Impact investors flock to startups in agritech

Impact investors flock to startups in agritech
Agritech businesses in India are receiving more funding from impact-oriented investors than they did only two or three years ago, with one particular sector receiving the most interest. According to a survey by the Impact Investors Council, however, the rate of growth in the number of agritech companies receiving funding hasn't kept up with the rate of growth in total investments over the past three years (IIC).
The overall amount invested in agritech firms increased by more than twofold between 2020 and 2021, rising to $889 million before dropping to $846 million in 2022, according to the research. The number of deals increased to 66 in 2021 from 55 in 2020 but decreased slightly the previous year just as a financing winter started to grip the startup industry.

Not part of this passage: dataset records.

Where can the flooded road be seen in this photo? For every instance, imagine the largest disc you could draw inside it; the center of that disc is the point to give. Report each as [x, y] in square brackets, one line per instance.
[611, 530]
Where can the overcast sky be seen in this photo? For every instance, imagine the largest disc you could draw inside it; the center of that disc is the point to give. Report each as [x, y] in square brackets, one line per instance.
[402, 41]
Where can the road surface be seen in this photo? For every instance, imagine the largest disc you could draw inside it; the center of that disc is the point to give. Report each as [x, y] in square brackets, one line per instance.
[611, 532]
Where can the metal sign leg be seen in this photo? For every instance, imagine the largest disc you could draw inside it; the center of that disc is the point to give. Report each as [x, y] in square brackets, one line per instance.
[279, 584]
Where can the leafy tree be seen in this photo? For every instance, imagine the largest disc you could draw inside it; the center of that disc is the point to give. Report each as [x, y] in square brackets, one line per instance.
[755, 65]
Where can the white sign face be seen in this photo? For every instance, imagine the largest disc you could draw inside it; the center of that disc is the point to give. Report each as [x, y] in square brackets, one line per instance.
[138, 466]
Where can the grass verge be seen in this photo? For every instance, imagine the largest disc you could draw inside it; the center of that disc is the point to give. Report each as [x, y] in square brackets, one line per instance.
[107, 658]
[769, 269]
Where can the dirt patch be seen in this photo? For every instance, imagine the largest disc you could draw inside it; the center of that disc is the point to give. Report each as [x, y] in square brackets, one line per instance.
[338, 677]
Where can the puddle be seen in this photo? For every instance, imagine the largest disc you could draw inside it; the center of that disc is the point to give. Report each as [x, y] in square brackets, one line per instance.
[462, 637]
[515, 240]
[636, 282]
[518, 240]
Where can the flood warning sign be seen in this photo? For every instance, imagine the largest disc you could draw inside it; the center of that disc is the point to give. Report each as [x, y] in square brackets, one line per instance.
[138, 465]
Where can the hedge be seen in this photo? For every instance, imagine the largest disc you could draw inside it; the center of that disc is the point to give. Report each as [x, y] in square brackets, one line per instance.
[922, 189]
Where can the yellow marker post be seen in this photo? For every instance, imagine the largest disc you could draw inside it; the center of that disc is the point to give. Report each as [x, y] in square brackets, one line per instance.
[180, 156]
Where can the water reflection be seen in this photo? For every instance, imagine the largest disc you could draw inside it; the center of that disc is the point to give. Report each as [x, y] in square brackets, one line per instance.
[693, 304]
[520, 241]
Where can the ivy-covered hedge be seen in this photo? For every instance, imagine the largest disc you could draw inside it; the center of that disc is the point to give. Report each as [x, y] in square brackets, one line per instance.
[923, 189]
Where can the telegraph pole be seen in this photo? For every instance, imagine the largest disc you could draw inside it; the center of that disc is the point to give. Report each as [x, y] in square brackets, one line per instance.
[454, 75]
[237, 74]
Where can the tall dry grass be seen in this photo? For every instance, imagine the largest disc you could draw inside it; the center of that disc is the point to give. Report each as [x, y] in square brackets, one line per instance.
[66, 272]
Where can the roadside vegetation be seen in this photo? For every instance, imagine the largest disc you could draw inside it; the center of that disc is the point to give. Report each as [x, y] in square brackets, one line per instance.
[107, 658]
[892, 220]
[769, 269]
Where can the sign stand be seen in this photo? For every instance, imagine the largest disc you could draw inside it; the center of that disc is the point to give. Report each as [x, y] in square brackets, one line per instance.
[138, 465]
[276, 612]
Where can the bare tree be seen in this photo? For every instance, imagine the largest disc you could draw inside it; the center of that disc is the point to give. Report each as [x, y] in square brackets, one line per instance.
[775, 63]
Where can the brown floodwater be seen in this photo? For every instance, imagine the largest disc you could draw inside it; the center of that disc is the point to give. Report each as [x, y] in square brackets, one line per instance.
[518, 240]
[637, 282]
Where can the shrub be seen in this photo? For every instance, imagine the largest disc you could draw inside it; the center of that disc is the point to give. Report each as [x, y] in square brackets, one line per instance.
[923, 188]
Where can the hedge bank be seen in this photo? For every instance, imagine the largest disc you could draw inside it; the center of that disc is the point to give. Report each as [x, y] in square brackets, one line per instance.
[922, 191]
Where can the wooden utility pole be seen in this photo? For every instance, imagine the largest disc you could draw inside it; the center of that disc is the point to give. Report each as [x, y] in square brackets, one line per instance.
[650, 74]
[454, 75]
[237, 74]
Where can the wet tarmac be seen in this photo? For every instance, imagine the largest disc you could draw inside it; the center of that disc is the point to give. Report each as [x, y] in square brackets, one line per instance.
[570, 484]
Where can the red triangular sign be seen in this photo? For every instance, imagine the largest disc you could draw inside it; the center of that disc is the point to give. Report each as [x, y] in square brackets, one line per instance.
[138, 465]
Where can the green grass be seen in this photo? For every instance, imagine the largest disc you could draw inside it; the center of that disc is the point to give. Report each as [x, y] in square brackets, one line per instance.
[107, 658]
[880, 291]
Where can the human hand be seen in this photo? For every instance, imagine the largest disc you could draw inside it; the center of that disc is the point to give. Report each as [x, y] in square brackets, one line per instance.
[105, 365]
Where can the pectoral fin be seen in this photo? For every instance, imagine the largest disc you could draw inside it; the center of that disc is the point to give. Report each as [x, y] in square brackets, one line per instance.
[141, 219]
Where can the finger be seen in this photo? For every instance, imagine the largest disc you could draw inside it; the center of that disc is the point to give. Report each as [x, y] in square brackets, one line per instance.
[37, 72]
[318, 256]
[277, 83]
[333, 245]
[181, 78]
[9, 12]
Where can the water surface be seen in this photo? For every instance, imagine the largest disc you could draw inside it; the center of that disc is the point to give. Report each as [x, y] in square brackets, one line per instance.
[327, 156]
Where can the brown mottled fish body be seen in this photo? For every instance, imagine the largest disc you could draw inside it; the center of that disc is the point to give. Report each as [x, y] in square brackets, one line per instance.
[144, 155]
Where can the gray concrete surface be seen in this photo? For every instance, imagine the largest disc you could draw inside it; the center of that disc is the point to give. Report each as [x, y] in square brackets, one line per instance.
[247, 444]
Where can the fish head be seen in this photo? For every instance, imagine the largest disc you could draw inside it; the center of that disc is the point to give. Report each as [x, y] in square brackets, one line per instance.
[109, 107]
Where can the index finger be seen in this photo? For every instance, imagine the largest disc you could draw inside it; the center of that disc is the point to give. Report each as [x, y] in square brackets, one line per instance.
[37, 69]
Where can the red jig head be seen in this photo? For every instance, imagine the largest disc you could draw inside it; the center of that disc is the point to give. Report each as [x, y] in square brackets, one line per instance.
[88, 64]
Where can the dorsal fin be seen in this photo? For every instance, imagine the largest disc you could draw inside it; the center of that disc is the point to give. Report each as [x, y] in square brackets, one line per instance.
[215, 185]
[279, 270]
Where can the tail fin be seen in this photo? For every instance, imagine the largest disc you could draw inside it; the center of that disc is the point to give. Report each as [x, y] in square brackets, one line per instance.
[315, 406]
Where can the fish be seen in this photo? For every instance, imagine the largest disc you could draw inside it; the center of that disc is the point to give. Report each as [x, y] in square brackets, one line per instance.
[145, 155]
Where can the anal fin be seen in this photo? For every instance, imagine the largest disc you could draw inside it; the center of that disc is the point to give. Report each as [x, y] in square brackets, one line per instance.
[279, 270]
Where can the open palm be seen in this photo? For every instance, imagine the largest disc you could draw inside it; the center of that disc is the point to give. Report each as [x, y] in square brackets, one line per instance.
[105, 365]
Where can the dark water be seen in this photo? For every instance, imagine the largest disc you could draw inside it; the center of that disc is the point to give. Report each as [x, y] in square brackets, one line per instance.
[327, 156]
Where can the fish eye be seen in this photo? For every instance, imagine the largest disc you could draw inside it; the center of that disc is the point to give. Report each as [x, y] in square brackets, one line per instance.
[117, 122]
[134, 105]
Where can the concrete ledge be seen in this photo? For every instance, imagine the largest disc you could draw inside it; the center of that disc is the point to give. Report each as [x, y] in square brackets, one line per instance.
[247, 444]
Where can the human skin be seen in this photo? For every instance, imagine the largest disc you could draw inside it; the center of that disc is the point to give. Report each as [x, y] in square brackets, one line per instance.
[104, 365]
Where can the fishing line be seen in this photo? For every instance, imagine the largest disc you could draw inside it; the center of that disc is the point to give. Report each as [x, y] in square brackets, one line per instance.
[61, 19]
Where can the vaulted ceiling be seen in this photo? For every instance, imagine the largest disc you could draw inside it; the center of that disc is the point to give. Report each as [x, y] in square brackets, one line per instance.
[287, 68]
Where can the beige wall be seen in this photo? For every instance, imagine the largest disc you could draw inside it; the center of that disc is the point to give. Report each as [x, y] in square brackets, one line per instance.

The average deal size is anticipated to quadruple to $6 million in 2021 before declining to $4 million in 2022, according to the research. This suggests that the majority of the transactions were modest in size and that a small number of companies received a sizable chunk of the entire sum.
Seed-stage deals actually accounted for less than a tenth of the deal value but nearly half of the deal volume. The number of Series A deals increased in 2021, and the overall deal value nearly tripled, but both indicators decreased in 2018. The majority of money raised comes from deals in the Series C and above stage.
The information approximately corresponds to statistics on overall startup investment. In 2021, the second year of the pandemic, venture capital financing into startups rose as investors and company owners sought out new business possibilities and profited from historically low interest rates. However, funding has slowed recently as a result of substantial interest rate increases by central banks around the world. Instead, attention is now being paid to profitability and cutting down on cash burn.
Nonetheless, it is anticipated that India's agritech industry, where the whole population depends on farming, would continue to expand quickly for many years to come. The agritech sector is predicted by the Inclusive Finance India study to develop over the next five years at an average rate of roughly 50%, reaching $34 billion in gross business value by 2027, a significant rise from the present $4 billion. The most heavily funded divisions are also highlighted in the IIC report. Research revealed that over 65% of the total financing went to startups that facilitated market linkages, which link farmers and markets.
These technological platforms are designed to address significant issues that the widely dispersed farming community has, such as fair product pricing, access to quality inputs and consulting services, institutional credit, and information. IIC claims that technology in India is closing the gap and promoting development in the agricultural industry. Agritech businesses with a focus on market connectivity raised $374 million in 23 deals last year. During the year, the industry underwent two significant acquisitions: Waycool and Captain Fresh.
The market-linked section had the most transactions and brought in the most money during the course of the three years under consideration. Farm management and agri-inputs were among the other major segments that got financing. Yet in 2022, the dairy industry also received a sizable investment, going from $49 million to $126 million in four partnerships. Yet a lot of that was because Country Delight raised $108 million the previous year.